Dual Protecting Mechanism For Multitier Web Application

Dual Protecting Mechanism For Multitier Web Application

C. Preethi R. Ramesh

Assistant Professor,Department of CSE Assistant Professor,Department of CSE Veerammal Engineering College Veerammal Engineering College

Dindigul,Tamilnadu Dindigul,Tamilnadu

AbstractWeb application is an application that is accessed over a network such as the Internet. They are increasingly used for critical services, In order to adopt with increase in demand and data complexity web application are moved to multitier Design. As web servers must be publicly available around the clock the server is an easy target for outside intruders. Thus web applications are become a popular and valuable target for security attacks. These attacks have recently become more diverse and attention of an attacker have been shifted from attacking the front-end and exploiting vulnerabilities of the web applications in order to corrupt the back-end database system. In order to penetrate their targets, attackers may exploit well known service vulnerabilities. To protect multitier web applications several intrusion detection systems has been proposed. An intrusion detection system (IDS) is used to detect potential violations in database security. In every database, some of the attributes are considered more sensitive to malicious modifications compared to others.

Keywords Light weight virtualization, Anomaly Intrusion detection, Container

1. Introduction

   Intrusion detection plays one of the key roles in computer system security techniques .An intrusion detection system (IDS) is a device or software application that monitors network or system activities for malicious activities or policy violations and produces alerts. There are two general approaches to intrusion detection: anomaly detection and misuse detection. A signature based IDS works similar to anti-virus software. It employs a signature database of well-known attacks, and a successful

   match with current input raises an alert. Similarly to anti-virus software, which fails to identify unknown viruses a signature-based IDS fails to detect unknown attacks. To overcome this limitation, researchers have been developing anomaly- based IDSs.

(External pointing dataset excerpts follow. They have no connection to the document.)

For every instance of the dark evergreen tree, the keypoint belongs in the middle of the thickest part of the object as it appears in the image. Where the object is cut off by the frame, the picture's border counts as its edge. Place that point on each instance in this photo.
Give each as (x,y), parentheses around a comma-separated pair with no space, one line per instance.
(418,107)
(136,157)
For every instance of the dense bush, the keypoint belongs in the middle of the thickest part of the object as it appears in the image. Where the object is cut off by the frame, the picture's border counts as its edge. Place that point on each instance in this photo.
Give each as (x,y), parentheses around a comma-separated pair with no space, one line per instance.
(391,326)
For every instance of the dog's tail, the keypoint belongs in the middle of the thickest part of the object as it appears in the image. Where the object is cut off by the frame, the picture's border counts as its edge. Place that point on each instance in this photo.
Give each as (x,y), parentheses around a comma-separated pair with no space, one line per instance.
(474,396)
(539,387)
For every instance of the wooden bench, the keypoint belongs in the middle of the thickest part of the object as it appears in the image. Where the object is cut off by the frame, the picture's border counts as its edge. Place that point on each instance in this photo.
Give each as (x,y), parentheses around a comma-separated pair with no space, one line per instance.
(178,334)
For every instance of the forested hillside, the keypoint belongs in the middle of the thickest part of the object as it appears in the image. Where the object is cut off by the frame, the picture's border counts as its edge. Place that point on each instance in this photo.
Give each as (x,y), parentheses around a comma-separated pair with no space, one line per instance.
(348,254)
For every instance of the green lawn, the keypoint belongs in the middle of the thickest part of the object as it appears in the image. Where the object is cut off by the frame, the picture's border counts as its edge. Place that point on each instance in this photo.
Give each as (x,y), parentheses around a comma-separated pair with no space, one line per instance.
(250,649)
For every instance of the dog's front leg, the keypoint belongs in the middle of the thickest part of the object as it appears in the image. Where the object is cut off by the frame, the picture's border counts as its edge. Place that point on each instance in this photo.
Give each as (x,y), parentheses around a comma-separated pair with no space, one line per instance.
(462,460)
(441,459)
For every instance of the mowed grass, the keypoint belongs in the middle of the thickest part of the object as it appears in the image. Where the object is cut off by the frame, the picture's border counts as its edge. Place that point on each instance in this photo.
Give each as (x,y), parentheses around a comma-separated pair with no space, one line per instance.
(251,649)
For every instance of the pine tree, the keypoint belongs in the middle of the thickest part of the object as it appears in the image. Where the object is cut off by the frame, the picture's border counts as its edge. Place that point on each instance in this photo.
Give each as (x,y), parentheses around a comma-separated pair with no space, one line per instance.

   An Anomaly-Based Intrusion Detection System is a system for detecting computer intrusions and misuse by monitoring system activity and classifying it as either normal or anomalous. Double guard detection achieved by we employ a lightweight virtualization technique to assign each users web session to a dedicated container, an isolated virtual computing environment. We use the container ID to accurately associate the web request with the subsequent DB queries. Thus, Double Guard can build a causal mapping profile by taking both the web server and DB traffic into account. Full virtualization and Para virtualization are not the only approaches being taken, however. An alternative is lightweight virtualization, generally based on some sort of container concept. With containers, a group of processes still appears to have its own dedicated system, but it is really running in a specially isolated environment. All containers run on top of the same kernel. With containers, the ability to run different operating systems is lost, as is the strong separation between virtual systems. Double guard might not want to give root access to processes running within a container environment. On the other hand, containers can have considerable performance advantages, enabling large numbers of them to run on the same physical host.

2. Basic Survey

   Research on SQL injection attacks can be broadly classified into two basic categories: vulnerability identification approaches and attack prevention approaches. The former category consists of techniques that identify vulnerable locations in a web application that may lead to SQL injection attacks. In order to avoid SQL injection attacks, a programmer often subjects all inputs to input validation and filtering routines that either detect attempts to inject SQL commands or render the input benign [5, 7]. The techniques presented in [8, 9] represent the prominent static analysis techniques for vulnerability identification, where code is analyzed to ensure that every piece of input is subject to an input validation check before being incorporated into a query (blocks of code that validate input are manually annotated by the user). While these static analysis approaches scale well and detect vulnerabilities, their use in addressing the SQL injection problem is limited to merely identifying

3. Related Work

   A network intrusion detection system can be classified into two types: signature detection and anomaly detection .Anomaly detection first requires the IDS to define the characterize the correct and acceptable static from dynamic behavior of the system .It is used to detect the abnormal behavior of the system. We first define the normal behavior of the system and create profile of the user. In early IDS system that use the independent IDS used. Double guard use dependent IDS used. Double guard use the container ID using this ID each user session is assigned to each id.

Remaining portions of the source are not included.